Dell's latest 8-inch Android tablet is a statement product. Hey world, it says: remember that company that made crappy laptops you hated seven years ago? Well, it can make great things now. Beautiful things. Thinner-than-the-iPad things. Things that redefine what a tablet is for, that add something to your life other than just another screen.
This tablet, the Venue 8 7000, is designed to make an impression, to wow you the minute you take it out of the box. Then, with its fancy new Intel processor, its unique accessories, and its three-camera array that can see the world in strange new ways, it's supposed to blow you away with what it can do.
Well, Dell nailed at least one thing: it's beautiful. Big, clunky name; thin, sleek device. At 6mm, it's impossibly thin, even thinner than the iPhone 6. And at just over a half of a pound, there's a distinct feeling to the Venue 8 7000 that you're just holding a screen in your hand. It's even more impressive that the tablet feels sturdy despite such waif measurements; the sharp edges and rounded corners of the aluminum body are strong. Even when powered off, the gray and black rectangle looks good just sitting on your desk.

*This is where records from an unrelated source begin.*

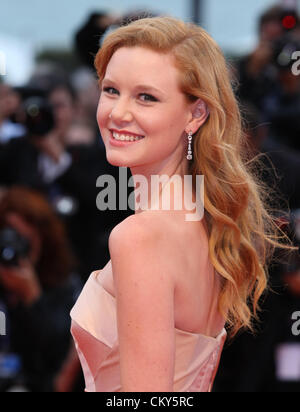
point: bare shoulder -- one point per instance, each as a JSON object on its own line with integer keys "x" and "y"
{"x": 144, "y": 289}
{"x": 138, "y": 228}
{"x": 139, "y": 256}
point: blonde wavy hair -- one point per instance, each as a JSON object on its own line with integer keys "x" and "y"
{"x": 243, "y": 233}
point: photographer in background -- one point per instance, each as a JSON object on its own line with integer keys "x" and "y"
{"x": 67, "y": 176}
{"x": 87, "y": 39}
{"x": 258, "y": 71}
{"x": 9, "y": 104}
{"x": 38, "y": 288}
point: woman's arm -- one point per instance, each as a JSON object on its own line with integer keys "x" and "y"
{"x": 145, "y": 306}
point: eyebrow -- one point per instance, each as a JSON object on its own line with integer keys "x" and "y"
{"x": 144, "y": 87}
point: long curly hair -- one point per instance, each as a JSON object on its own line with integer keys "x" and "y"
{"x": 243, "y": 228}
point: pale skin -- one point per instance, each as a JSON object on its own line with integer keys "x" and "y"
{"x": 161, "y": 272}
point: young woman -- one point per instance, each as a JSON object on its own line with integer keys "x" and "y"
{"x": 153, "y": 318}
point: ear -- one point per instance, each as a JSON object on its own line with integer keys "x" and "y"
{"x": 199, "y": 114}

That screen-in-your-hand feeling only becomes more pronounced when you turn the thing on. The Venue's 8.4-inch, 2560 x 1600 OLED display is crisp, clear, and bright, even if it does have that Alice in Wonderland oversaturated look to it. Even more impressive than the ridiculous resolution or eye-popping vibrancy is that there are basically no bezels around the screen. Big bezels usually make a screen feel smaller and more cramped, but these slim ones make everything feel more immediate. It's gorgeous, even if I would prefer something with a little less pop and a little more color accuracy.

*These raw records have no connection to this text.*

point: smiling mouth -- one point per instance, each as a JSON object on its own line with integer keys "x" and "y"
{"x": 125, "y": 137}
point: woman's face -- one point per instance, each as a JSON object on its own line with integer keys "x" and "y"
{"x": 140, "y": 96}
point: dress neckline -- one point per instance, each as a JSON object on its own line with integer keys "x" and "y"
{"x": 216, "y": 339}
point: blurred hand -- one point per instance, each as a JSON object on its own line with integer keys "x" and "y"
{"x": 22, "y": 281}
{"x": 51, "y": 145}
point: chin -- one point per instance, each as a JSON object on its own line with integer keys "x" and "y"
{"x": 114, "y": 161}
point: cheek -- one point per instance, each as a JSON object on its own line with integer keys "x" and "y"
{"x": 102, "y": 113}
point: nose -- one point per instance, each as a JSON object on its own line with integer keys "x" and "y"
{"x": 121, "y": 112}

One of the four bezels sticks out, though. And I mean that literally; this thing has a chin like Jay Leno. Makes sense—you have to put all the camera parts and wireless radios somewhere—but Dell made some serious sacrifices in the name of tiny bezels. It's not just the ugly asymmetry, either: since everything is crammed into that one strip, you're almost always covering either the front-facing camera lens or the impressive front-facing speaker when you hold the device. The screen rotates to any orientation, so you can theoretically hold it however you want, but you basically have to grip that side, since everything else is just screen. In portrait mode, you can just dig it into your right palm and it mostly works, but it's still awkward.